As shown in FIGS. 5A and 5B, in the electron tube of the second embodiment, conductive material 6 is used for the material in as support 5 for supporting helix 20 within shell 21, and a region abutting helix 20 is covered with dielectric film 7. The construction is otherwise identical to an electron tube of the prior art shown in FIGS. 2A and 2B and explanation of this construction is therefore here omitted.
Non-magnetic material such as copper and graphite is used for conductive material 6, as in the first embodiment. Boron nitride or aluminum nitride is used for dielectric film 7. On the region abutting helix 20, dielectric film 7 is formed by the CVD method.
In the electron tube of the second embodiment, as with the first embodiment, conductive material 6 which is used in support 5, rather than vein 23 shown in FIG. 2, contributes to the electron tube being able to operate over a wide range of frequencies. Hence, veins 23 are unnecessary, the process of attaching veins 23 is not required, and therefore, the cost of electron tubes is reduced.
Also, in the second embodiment, compact electron tubes operating over wide range frequencies can be obtained by the same manufacturing method as the conventional method because veins 23 are not needed in the construction of the electron tube.
Further, in the second embodiment, it is possible to produce support 5 by forming dielectric film 7 on the surface of conductive material 6 with established techniques such as the CVD method.
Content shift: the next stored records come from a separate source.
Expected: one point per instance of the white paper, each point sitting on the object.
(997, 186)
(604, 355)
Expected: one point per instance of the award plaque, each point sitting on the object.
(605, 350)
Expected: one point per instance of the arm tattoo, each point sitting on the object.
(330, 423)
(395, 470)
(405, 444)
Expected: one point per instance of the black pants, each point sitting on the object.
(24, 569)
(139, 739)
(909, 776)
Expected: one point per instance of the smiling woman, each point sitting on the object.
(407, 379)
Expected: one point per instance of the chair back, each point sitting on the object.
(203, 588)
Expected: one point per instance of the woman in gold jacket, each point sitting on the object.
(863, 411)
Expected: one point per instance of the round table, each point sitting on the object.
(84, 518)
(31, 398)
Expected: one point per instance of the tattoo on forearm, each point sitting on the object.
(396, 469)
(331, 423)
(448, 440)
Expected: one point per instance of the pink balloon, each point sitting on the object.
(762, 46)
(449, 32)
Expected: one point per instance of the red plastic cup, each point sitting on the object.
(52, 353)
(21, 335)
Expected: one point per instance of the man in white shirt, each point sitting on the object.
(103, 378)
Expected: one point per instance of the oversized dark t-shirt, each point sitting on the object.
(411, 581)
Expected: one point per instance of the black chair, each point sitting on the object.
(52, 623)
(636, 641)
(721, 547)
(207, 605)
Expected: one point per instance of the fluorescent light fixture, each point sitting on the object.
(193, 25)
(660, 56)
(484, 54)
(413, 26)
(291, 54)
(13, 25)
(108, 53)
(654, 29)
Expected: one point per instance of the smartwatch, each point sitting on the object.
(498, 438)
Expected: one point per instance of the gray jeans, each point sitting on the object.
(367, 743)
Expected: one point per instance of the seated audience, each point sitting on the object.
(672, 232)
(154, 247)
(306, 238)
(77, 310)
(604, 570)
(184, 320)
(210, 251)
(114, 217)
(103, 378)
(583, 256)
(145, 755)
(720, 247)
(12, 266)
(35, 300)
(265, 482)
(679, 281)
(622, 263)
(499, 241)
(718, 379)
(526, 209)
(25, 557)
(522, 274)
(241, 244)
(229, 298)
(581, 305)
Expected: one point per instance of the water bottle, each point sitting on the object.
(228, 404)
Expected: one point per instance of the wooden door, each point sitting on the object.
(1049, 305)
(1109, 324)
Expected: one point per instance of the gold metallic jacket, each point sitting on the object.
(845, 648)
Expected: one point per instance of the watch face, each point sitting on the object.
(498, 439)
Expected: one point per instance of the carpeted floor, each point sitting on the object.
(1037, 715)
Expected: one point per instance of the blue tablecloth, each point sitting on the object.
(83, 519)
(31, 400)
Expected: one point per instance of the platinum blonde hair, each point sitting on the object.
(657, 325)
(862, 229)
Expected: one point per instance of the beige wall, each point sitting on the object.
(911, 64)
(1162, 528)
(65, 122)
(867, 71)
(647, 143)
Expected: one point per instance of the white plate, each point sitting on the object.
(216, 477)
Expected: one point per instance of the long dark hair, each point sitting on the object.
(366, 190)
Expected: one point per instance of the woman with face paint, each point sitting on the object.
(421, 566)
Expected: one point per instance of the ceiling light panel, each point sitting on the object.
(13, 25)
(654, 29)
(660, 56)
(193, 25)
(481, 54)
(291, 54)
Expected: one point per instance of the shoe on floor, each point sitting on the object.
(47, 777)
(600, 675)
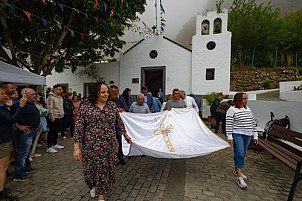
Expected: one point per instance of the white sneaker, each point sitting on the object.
(51, 150)
(241, 183)
(58, 147)
(236, 174)
(92, 192)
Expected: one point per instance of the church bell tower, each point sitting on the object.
(211, 54)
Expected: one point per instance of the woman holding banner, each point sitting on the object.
(240, 127)
(98, 120)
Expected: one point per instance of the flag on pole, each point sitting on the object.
(178, 133)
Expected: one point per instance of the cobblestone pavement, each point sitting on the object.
(59, 177)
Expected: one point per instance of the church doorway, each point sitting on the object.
(154, 79)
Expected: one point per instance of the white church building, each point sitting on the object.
(159, 62)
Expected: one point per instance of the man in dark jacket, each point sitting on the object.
(121, 104)
(148, 99)
(6, 135)
(25, 136)
(214, 106)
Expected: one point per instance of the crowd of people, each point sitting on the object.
(96, 128)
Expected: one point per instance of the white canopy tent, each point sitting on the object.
(18, 76)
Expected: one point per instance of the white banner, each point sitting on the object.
(178, 133)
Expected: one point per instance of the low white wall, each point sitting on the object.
(261, 111)
(292, 95)
(287, 91)
(288, 86)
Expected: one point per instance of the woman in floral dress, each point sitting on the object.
(95, 129)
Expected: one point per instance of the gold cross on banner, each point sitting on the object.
(165, 131)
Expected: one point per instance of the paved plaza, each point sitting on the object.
(59, 177)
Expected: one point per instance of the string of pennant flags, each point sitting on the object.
(162, 19)
(29, 64)
(135, 28)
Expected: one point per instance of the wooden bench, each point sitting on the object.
(286, 153)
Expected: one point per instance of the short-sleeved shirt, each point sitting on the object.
(136, 108)
(175, 104)
(30, 116)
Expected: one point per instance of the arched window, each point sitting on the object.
(217, 26)
(205, 27)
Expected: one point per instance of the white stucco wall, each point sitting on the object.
(176, 59)
(219, 58)
(109, 71)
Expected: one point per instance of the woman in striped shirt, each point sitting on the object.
(240, 127)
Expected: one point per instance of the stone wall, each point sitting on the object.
(249, 79)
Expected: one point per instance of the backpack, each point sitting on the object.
(284, 122)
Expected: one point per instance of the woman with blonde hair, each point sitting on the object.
(240, 127)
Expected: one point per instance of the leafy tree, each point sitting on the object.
(71, 37)
(261, 28)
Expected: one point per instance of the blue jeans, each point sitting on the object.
(24, 143)
(241, 142)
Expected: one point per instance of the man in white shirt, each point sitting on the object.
(190, 101)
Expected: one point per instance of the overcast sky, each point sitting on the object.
(181, 17)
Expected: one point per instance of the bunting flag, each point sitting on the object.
(27, 14)
(10, 5)
(178, 133)
(44, 21)
(105, 5)
(61, 5)
(162, 20)
(76, 10)
(72, 32)
(161, 7)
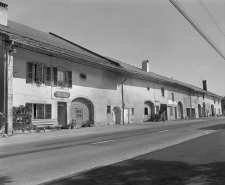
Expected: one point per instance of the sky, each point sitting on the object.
(135, 30)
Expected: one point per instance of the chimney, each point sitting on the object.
(3, 14)
(204, 85)
(145, 65)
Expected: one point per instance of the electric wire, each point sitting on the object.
(182, 10)
(210, 16)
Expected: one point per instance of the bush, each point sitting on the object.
(22, 118)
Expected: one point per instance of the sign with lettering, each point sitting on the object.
(60, 94)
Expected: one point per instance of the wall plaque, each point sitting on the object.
(60, 94)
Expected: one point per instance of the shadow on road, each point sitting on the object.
(214, 127)
(5, 180)
(147, 172)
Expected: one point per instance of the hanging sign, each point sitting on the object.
(60, 94)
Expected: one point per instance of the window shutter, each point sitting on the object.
(54, 76)
(66, 78)
(70, 78)
(48, 111)
(29, 72)
(44, 74)
(48, 76)
(39, 73)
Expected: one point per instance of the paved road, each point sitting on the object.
(199, 161)
(38, 158)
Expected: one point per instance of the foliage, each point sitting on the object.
(22, 117)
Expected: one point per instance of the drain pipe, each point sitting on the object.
(122, 92)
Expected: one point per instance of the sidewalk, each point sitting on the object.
(19, 136)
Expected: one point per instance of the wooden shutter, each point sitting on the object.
(48, 111)
(70, 79)
(54, 76)
(44, 74)
(66, 78)
(48, 79)
(39, 73)
(29, 72)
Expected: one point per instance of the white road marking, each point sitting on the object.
(102, 142)
(163, 130)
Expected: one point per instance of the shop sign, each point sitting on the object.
(60, 94)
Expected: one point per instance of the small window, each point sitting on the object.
(83, 76)
(79, 113)
(41, 111)
(146, 111)
(108, 109)
(157, 109)
(163, 92)
(171, 111)
(172, 94)
(132, 110)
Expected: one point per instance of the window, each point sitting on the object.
(41, 74)
(132, 110)
(79, 113)
(61, 78)
(83, 76)
(172, 94)
(108, 109)
(157, 109)
(48, 111)
(171, 111)
(146, 111)
(41, 111)
(163, 92)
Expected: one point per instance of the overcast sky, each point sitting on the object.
(136, 30)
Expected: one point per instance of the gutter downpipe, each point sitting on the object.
(122, 92)
(6, 91)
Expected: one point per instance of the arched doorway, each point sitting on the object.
(81, 111)
(179, 110)
(212, 110)
(149, 111)
(203, 109)
(199, 110)
(116, 115)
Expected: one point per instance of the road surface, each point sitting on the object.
(43, 158)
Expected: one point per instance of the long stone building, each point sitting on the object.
(65, 82)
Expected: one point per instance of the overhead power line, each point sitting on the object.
(210, 16)
(182, 10)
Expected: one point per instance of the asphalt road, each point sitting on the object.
(44, 158)
(199, 161)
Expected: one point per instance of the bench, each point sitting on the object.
(44, 124)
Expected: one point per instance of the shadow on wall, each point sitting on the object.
(151, 172)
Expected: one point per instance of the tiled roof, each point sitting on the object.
(52, 40)
(71, 48)
(163, 78)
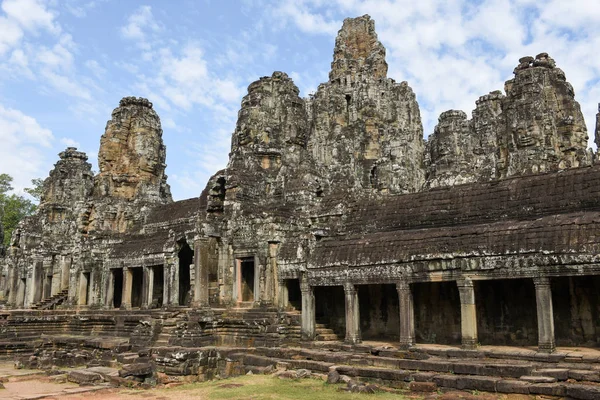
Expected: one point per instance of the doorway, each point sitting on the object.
(157, 286)
(137, 286)
(186, 258)
(246, 279)
(117, 276)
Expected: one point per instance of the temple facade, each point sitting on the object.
(336, 208)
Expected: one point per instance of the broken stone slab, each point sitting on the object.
(561, 374)
(422, 386)
(584, 375)
(548, 389)
(538, 379)
(583, 392)
(84, 377)
(512, 386)
(105, 372)
(483, 383)
(333, 377)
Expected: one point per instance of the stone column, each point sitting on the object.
(407, 315)
(149, 284)
(127, 286)
(166, 283)
(110, 290)
(468, 314)
(201, 273)
(352, 314)
(82, 298)
(282, 294)
(543, 297)
(308, 311)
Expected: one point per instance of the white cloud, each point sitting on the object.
(31, 14)
(140, 25)
(22, 151)
(68, 142)
(296, 12)
(95, 67)
(453, 51)
(11, 34)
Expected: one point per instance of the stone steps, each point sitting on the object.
(481, 375)
(49, 302)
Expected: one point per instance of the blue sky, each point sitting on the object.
(65, 64)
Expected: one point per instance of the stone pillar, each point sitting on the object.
(166, 283)
(543, 297)
(127, 286)
(149, 285)
(282, 294)
(308, 311)
(65, 271)
(201, 272)
(352, 314)
(109, 290)
(174, 281)
(407, 315)
(468, 314)
(82, 298)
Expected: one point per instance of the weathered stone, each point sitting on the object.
(538, 379)
(512, 386)
(138, 370)
(367, 128)
(132, 154)
(333, 377)
(422, 386)
(84, 377)
(332, 205)
(583, 392)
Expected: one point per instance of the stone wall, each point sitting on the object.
(334, 192)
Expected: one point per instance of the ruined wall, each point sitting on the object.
(366, 128)
(132, 154)
(597, 133)
(536, 127)
(317, 186)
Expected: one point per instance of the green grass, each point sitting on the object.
(263, 387)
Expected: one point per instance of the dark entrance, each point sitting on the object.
(437, 312)
(86, 288)
(47, 287)
(117, 275)
(294, 293)
(137, 286)
(379, 312)
(330, 309)
(186, 258)
(158, 287)
(576, 305)
(247, 278)
(506, 312)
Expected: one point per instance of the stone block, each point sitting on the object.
(484, 383)
(538, 379)
(137, 370)
(548, 389)
(84, 377)
(561, 374)
(447, 381)
(422, 386)
(583, 392)
(512, 386)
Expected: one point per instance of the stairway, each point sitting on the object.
(50, 303)
(168, 327)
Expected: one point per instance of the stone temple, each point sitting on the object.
(334, 224)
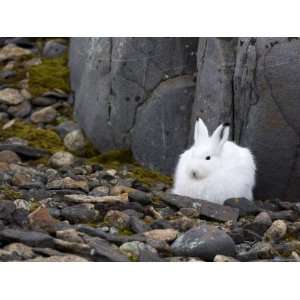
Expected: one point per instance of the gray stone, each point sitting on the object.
(44, 115)
(205, 242)
(245, 206)
(53, 49)
(24, 150)
(62, 159)
(21, 110)
(105, 251)
(29, 238)
(79, 213)
(253, 83)
(121, 84)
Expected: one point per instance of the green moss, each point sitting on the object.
(46, 139)
(34, 205)
(149, 177)
(10, 193)
(115, 158)
(125, 231)
(49, 75)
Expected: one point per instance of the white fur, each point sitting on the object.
(228, 174)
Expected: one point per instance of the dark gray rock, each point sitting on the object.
(53, 49)
(104, 251)
(79, 213)
(30, 238)
(140, 197)
(245, 206)
(7, 208)
(21, 110)
(23, 150)
(205, 242)
(121, 84)
(253, 83)
(138, 226)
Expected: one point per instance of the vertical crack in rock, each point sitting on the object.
(284, 117)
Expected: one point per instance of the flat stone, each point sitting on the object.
(40, 219)
(105, 251)
(80, 213)
(245, 206)
(21, 250)
(217, 211)
(223, 258)
(205, 241)
(62, 159)
(138, 226)
(29, 238)
(23, 150)
(11, 96)
(162, 234)
(123, 198)
(59, 258)
(68, 183)
(44, 115)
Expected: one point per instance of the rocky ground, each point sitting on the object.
(60, 200)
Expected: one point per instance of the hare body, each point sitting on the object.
(215, 169)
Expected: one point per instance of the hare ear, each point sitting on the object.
(220, 136)
(201, 131)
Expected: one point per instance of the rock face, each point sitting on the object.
(138, 93)
(124, 85)
(254, 84)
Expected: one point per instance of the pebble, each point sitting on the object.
(123, 198)
(167, 235)
(117, 219)
(205, 241)
(277, 231)
(44, 115)
(80, 213)
(223, 258)
(9, 157)
(53, 49)
(68, 183)
(12, 51)
(245, 206)
(75, 141)
(21, 110)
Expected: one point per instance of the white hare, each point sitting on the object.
(215, 169)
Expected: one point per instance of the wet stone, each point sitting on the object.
(245, 206)
(205, 241)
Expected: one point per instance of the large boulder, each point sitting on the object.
(135, 93)
(138, 94)
(254, 84)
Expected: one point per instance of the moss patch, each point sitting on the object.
(10, 193)
(149, 177)
(46, 139)
(115, 158)
(49, 75)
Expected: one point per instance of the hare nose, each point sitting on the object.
(194, 175)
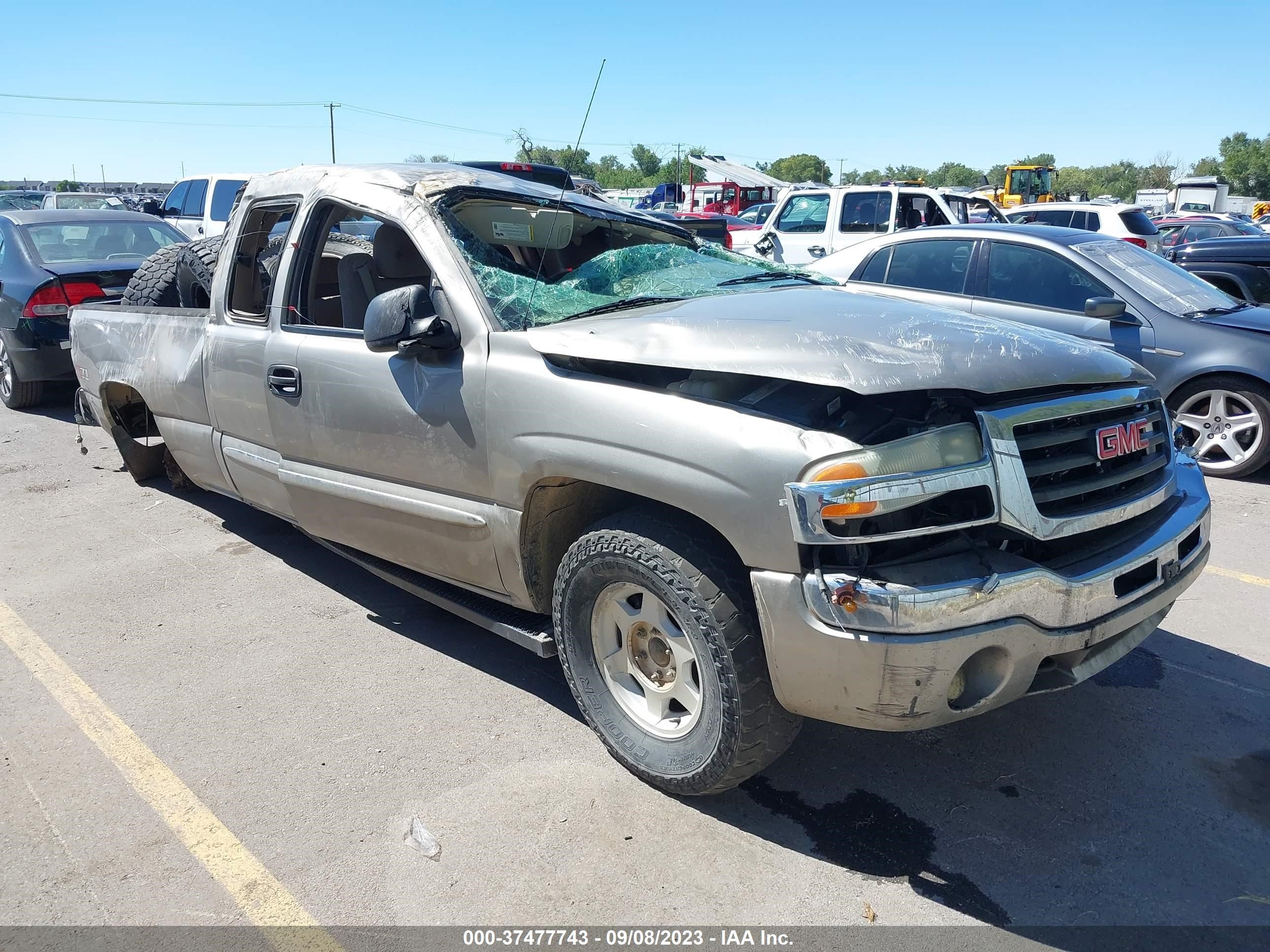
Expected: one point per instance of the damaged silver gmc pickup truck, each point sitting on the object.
(727, 495)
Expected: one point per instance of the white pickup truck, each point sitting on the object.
(810, 224)
(728, 495)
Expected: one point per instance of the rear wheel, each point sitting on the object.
(16, 394)
(660, 642)
(1226, 419)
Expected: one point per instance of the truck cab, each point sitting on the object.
(811, 224)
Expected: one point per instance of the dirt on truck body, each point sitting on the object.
(727, 493)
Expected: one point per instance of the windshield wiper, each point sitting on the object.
(1208, 311)
(768, 276)
(621, 306)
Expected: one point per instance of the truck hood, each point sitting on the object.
(841, 338)
(1247, 319)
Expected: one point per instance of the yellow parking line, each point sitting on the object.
(1241, 577)
(266, 902)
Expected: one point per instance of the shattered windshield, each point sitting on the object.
(537, 268)
(1164, 283)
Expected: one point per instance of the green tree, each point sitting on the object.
(801, 168)
(901, 173)
(854, 177)
(1208, 166)
(953, 174)
(645, 159)
(1246, 164)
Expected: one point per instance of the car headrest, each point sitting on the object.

The defective rate is improved in the process of forming support 5. Hence, an increase in the cost of electron tube can be suppressed while the electron tube can be used over a wide range of frequencies.
While preferred embodiments of the present invention have been described using specific terms, such description is for illustrative purposes only, and it is to be understood that changes and variations may be made without departing from the spirit or scope of the following claims.

Claims

1. An electron tube having a helix which is used as a high-frequency circuit for bringing about interaction between an electron beam and a high-frequency signal, said electron tube comprising:

a shell for holding the helix therein; and

a plurality of supports for supporting the helix within said shell, a portion of said support covered with conductive material abuts an inner wall of said shell, and other portion of said support covered with dielectric abuts said helix.

2. The electron tube according to claim 1, wherein said support is provided with the dielectric formed on a surface of said conductive material and said conductive material is exposed in the potion abutting the inner wall of said shell.

3. The electron tube according to claim 1, wherein said support composed of conductive material and a portion of the support is covered with a dielectric film abuts said helix.